To further investigate the results of the proposed model and clarify the task, this subsection analyzes a case study of the dataset. The performance of various methods in terms of text location inference is reported, with the results shown in Figure 9.

The central location of the text is closer to the Empire State Building, and relatively farther from other geographical references. GeoSG successfully captures these semantic and geographical features, yielding accurate inference results. Rvs and BD, by understanding semantics, identified the optimal individual geographic entity as the center of the text, achieving good performance in this case as well. Mean was influenced by three geographically less relevant entities, resulting in a biased inference. Similarly, Random selected geographically less relevant entities, leading to a larger deviation. AttReg inferred a location outside the map, possibly due to a decreasing trend in latitude while learning the relationships between coordinates. BA matched a location outside the map. Geo-twitter, due to insufficient training, predicted a significantly deviated location. LLM-Loc, leveraging the capabilities of large models, achieved relatively accurate results.

5.7. Error Distribution Analysis

To further investigate the performance of various models, this subsection will visualize the error distribution of GeoSG and the seven baseline methods. Figure 10 visualizes the error distributions of these methods on the Manhattan dataset for distances of <1 km, 1–3 km, 3–5 km and >5 km.

Figure 10 shows that GeoSG predictions are more concentrated within the 1 km error range compared to the baseline methods, thereby demonstrating the superiority of the proposed method in geolocation prediction accuracy.

The Mean and Random methods exhibit the highest error proportions in the 1–3 km range.

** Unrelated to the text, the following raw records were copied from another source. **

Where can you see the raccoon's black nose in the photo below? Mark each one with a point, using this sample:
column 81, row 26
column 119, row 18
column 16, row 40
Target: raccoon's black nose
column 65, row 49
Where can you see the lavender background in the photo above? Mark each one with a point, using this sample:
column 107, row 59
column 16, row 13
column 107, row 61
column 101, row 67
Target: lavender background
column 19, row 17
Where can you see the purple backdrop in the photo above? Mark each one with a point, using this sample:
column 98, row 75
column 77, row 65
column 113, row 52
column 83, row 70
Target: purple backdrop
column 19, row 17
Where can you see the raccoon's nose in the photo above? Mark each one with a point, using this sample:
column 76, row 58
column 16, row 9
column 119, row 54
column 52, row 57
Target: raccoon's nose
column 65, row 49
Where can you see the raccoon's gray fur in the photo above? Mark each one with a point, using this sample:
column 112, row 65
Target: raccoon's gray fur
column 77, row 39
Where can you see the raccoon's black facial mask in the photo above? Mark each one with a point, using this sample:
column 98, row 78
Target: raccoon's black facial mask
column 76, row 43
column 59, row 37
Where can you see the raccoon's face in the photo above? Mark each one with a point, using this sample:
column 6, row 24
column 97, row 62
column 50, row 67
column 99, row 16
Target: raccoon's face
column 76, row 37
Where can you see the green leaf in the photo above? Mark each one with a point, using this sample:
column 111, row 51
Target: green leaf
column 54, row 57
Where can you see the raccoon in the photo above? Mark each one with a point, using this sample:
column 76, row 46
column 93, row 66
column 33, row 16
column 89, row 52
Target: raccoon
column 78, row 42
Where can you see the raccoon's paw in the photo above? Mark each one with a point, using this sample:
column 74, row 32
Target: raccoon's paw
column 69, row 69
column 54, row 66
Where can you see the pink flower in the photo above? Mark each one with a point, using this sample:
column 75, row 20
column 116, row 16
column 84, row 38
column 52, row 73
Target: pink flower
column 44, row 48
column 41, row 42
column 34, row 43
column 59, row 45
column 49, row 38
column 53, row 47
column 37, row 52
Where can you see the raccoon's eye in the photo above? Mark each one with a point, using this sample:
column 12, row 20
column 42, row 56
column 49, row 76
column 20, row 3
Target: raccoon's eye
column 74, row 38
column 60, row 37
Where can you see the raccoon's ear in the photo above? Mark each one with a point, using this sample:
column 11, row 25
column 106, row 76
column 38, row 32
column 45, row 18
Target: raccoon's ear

This suggests that while simple methods based on entity geolocations like Mean and Random can roughly predict locations. BD, which utilizes semantic information to a greater extent than Random, exhibits a significant increase in hits within the 1 km range, although there is only a slight decrease at distances greater than 5 km. This is because it selected more closed entities via incorporating feature information, which indicates that the incorporation of semantic information can enhance the performance of text geolocation models, although the use of single entity mentions for positioning still has limitations. BA exhibits poor performance across all error ranges, indicating that text location inference in the unlabeled sample scenario is highly dependent on the mention of geographic entities in the text. In comparison to the Mean method, Rvs shows performance improvements in both the <1 km and <5 km ranges. This can be considered an enhanced Mean method, in alignment with the analysis presented in Section 5.1. LLM-Loc shows a high proportion of predictions within the <1 km range, which demonstrates that advanced generative language models have strong geolocation inference capabilities. It should be noted that this method shows a high proportion of errors in the >5 km range. We argue that this is due to the fact that prediction errors are amplified during the process of generating text.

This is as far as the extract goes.